L'instant est cet ambigu où le temps et l'éternité sont en contact, posant ainsi le concept de temporalité où le temps interrompt constamment l'éternité, et où l'éternité pénètre sans cesse le temps. C'est alors seulement que prend son sens la répartition de tout à l'heure en temps présent, temps passé et temps à venir.

 

A cet énonce, on remarque aussitôt qu'à un certain point de vue l'avenir signifie plus que le présent et le passé ; car l'avenir est en un sens le tout dont le passé est une partie, et il peut, si l'on veut, désigner le tout. La raison en est que l'éternel désigne en premier lieu l'avenir, ou que l'avenir est l'inconnu où l'éternel, incommensurable au temps, entend néanmoins demeurer en rapports avec lui Le possible correspond exactement à l'avenir Le possible est pour la liberté l'avenir, et l'avenir est pour le temps le possible.

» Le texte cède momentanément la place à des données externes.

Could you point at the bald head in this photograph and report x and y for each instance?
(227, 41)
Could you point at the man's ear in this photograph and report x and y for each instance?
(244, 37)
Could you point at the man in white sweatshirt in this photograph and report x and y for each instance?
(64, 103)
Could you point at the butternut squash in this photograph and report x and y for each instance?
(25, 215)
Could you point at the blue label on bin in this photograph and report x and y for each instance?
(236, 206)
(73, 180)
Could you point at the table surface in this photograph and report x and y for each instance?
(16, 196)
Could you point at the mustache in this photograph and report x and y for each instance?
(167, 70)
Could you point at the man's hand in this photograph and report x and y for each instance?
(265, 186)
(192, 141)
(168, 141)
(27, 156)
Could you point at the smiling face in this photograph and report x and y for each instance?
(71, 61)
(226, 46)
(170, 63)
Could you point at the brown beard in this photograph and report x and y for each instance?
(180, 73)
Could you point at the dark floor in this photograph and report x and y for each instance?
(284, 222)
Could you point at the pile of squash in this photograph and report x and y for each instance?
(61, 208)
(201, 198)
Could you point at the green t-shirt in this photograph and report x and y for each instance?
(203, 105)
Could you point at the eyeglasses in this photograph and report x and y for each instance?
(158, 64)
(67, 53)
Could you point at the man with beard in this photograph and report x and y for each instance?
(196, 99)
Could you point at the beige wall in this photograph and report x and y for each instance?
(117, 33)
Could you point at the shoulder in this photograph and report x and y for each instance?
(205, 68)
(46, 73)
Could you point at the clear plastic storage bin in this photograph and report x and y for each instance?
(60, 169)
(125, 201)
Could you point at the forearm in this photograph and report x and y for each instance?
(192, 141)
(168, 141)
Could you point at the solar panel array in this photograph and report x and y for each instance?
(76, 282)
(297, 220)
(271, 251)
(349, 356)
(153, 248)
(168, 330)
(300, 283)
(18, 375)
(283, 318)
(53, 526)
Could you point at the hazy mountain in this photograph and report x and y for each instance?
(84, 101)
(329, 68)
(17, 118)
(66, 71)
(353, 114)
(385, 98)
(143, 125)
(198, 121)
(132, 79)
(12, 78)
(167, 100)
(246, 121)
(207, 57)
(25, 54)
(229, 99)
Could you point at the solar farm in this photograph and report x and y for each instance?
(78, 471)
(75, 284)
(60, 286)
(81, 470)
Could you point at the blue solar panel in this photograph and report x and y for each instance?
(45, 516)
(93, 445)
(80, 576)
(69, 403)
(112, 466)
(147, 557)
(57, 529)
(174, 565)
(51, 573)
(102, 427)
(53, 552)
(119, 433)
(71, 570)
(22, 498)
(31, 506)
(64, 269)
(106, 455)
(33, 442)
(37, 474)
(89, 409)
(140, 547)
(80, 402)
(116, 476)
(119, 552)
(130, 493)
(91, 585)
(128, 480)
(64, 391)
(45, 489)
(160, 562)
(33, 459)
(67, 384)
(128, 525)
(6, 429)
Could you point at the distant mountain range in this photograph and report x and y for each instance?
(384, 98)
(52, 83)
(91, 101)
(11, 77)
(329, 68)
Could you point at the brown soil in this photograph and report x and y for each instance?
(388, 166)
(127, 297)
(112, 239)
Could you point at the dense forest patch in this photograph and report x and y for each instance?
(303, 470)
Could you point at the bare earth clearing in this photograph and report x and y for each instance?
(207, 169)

A l'un et à l'autre correspond dans la vie individuelle l'angoisse. Aussi le langage est‑il parfaitement autorisé à rattacher l'angoisse à l'avenir. Sans doute, l'on dit parfois que l'on est dans l'angoisse du passé, ce qui semble contredire. Cependant, l'on voit à l'examen que cette manière de parler vise de manière ou d'autre l'avenir. Le passé qui m'angoisse doit me réserver un possible. Si par exemple je suis dans l'angoisse en songeant à un malheur passé, ce n'est pas parce qu'il est passé, mais parce qu'il peut se répéter, surgir dans l'avenir. Si je suis dans l'angoisse d'une faute commise, c'est que je n'en ai pas fait essentiellement pour moi un passé et que, par une fraude quelconque, je l'empêche d'être passée. Car si elle est réellement passée, je ne puis en éprouver de l'angoisse, mais seulement du repentir. Si je ne me repens pas, c'est que je me suis d'abord permis de rendre dialectique le rapport que je soutiens avec ma faute qui, de ce fait, est devenue une possibilité, et non un passé. Si je suis dans l'angoisse devant le châtiment, ce n'est qu'au moment où il entre en un rapport dialectique avec la faute (autrement, je subis ma peine et alors, je suis dans l'angoisse du possible et de l'avenir).

 

Nous voici donc où nous en étions au premier chapitre. L'angoisse est l'état psychologique qui précède le péché, s'en approche aussi près que possible, de façon aussi angoissante que possible, sans toutefois expliquer le péché, qui ne surgit que dans le saut qualitatif.

 

A l'instant où le péché est posé, la temporalité est culpabilité. Nous ne disons pas que la temporalité est culpabilité, pas plus que le sensible ne l'est ; nous disons que, le péché se posant, la temporalité est synonyme de culpabilité. C'est pourquoi l'homme qui vit seulement dans l'instant, abstraction de l'éternel, pèche. Pour me faire entendre, en me servant d'un langage insensé, si Adam n'avait pas péché, il serait au même instant entré dans l'éternité Mais dés que le péché est posé, il est vain de vouloir faire abstraction de la temporalité, non moins que du sensible.

 

Bien que l'insensibilité ne connaisse pas l'angoisse qui en est exclue, comme l'esprit, l'angoisse est pourtant là qui attend. On peut s'imaginer un débiteur assez habile pour se gausser de son créancier et le payer de bonnes paroles ; mais il est un créancier que l'on ne prend jamais au dépourvu, et c'est l'esprit. Vue de l'esprit, l'angoisse n'est donc pas absente de l'insensibilité ; elle s'y trouve cachée et masquée. Et même, on tremble de la voir ; car si le spectre de l'angoisse est terrible aux yeux de l'imagination, il effraierait bien davantage encore si on le voyait sous le travestissement qu'il trouve bon de prendre pour ne pas paraître tel qu'il est, ce qui n'empêche qu'il le soit Quand la mort se présente sous son aspect véritable, en morne moissonneur décharné, on ne la regarde pas sans effroi ; mais quand, pour se jouer des hommes qui croient pouvoir la railler, elle s'avance déguisée ; quand le spectateur s'aperçoit que l'inconnu, dont la courtoisie enchante tous les hommes et les plonge dans la folle gaieté du plaisir, est la mort, alors un immense effroi s'empare de lui.